Russia, on the other hand, has spent all this time learning the lessons. The first year of the war dealt Mr Putin a humiliation that Russia has seldom known. Ukraine survived when the world expected it to fall, pushed Russian forces away from Kyiv, and reclaimed vast stretches of territory.

But in the subsequent years, Russia has meaningfully scaled up production and use of cruise and ballistic missiles and one-way attack drones, eroding Ukraine’s drone advantage. By offering outsize bonuses and salaries, it has sustained troop numbers despite staggering casualties.

Ukraine and key European partners may have successfully pushed back against some of the recent peace plans. But no one should be deceived: Unless the underlying balance of power changes, future peace plans will probably look much the same.

In war, circumstances are changed only by force — military, economic, and political. If the situation on the battlefield and inside Russia remains roughly what it is today, then by next year, Ukraine is likely to find itself in the same position: The heroism of Ukraine’s army and the resilience of its people, while extraordinary, will not prevent Russia from inching forward, seizing more lives and territory.

We’ll return, most likely, to some version of the same deal. In neither this year nor the next should anyone expect Russia to propose a deal that is meaningfully different from what it has already.

How do we change the circumstances? There are two main levers. The first deteriorates conditions inside Russia to the point that Mr Putin is forced to consider ending the war as the lesser evil, and this is achieved by imposing powerful and innovative sanctions that erode Russia’s capacity to wage war and significantly increase the cost of continuing it.

That would mean closing the myriad loopholes that allow Russian oil and technology imports to flow through third countries, and securing understandings with China and Saudi Arabia that Russia must halt its war. China is now the only power on which Russia remains critically dependent — its voice carries real weight. Saudi Arabia, meanwhile, is the key to managing supply in the global oil market, the primary source of revenue funding Russia’s war machine.

The second lever is to stop Russia on the front line, which would require Europe to stop treating defence production as a bureaucratic necessity and treat it as a continental emergency.

Mr Zelensky, as he changes his approach to governance, must define what a feasible victory for Ukrainians looks like. The departure of Mr Yermak might signal the beginning of a new chapter, and Mr Zelensky’s willingness to embrace the real change the people of Ukraine crave.

Ukraine and its allies have been telling themselves for almost four years that they will do enough, just in time, to turn the tide of the war.

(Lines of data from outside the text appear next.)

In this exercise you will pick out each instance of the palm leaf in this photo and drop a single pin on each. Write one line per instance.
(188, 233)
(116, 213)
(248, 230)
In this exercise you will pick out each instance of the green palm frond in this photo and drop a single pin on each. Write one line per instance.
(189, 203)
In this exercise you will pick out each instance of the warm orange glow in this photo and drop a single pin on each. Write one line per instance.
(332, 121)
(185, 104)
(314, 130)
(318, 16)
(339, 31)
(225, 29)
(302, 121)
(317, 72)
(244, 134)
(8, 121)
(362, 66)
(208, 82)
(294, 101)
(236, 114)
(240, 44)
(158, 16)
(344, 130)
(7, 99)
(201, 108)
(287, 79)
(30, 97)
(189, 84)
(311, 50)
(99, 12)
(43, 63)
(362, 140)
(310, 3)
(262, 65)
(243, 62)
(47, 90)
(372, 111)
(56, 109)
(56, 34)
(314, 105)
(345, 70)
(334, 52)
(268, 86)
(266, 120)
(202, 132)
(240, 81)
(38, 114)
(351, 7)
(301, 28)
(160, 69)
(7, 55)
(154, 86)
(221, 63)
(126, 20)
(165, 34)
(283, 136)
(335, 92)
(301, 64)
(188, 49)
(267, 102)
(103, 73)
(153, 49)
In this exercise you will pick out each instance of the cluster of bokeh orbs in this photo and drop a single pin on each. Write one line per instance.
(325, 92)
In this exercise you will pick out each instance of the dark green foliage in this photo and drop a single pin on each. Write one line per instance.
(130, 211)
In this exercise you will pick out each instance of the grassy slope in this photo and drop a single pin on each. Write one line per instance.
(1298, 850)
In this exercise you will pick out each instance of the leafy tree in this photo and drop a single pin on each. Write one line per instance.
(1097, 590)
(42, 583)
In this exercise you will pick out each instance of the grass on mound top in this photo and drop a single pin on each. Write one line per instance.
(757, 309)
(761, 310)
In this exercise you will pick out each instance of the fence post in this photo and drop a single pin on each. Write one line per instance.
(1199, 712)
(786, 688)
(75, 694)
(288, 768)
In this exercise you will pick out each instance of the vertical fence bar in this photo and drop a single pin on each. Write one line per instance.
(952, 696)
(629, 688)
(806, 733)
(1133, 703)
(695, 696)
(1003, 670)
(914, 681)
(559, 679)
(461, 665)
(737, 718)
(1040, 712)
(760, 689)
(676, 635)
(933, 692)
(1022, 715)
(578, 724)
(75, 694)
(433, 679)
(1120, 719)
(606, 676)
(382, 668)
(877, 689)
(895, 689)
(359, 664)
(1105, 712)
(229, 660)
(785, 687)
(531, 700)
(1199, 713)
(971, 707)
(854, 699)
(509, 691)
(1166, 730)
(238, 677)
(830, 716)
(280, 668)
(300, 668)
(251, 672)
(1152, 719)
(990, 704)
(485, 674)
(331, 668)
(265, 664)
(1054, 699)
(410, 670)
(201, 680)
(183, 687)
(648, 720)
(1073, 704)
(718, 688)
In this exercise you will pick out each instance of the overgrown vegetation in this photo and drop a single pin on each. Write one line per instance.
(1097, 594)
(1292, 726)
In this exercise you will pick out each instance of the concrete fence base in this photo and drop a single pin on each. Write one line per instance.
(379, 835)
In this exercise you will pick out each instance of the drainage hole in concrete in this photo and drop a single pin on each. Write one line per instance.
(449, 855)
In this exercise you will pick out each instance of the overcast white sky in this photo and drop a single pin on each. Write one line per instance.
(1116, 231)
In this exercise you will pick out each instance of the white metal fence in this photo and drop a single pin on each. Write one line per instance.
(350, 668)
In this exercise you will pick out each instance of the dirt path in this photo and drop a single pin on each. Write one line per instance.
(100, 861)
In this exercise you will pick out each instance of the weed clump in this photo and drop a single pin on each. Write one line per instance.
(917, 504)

They have acted, but they have never done enough. Russia has consistently outpaced them, and each year the tide has failed to turn.

Each of them can continue to reiterate the same promises, hoping for better circumstances while dooming us all to the current trajectory — a slow, grinding war that erodes Ukraine and fatigues its partners until a bad peace becomes inevitable.

Or each can decide, together, to change the trajectory

This is not an argument against hope. Hope has its place. Ukrainians live by it every day: They hope that their families will be safe, their country will survive, and that Europe will finally treat their country as its own.

But hope cannot be a strategy. In today’s wartime politics, it is doing far too much of the work that weapons, sanctions, and hard political choices should be doing instead.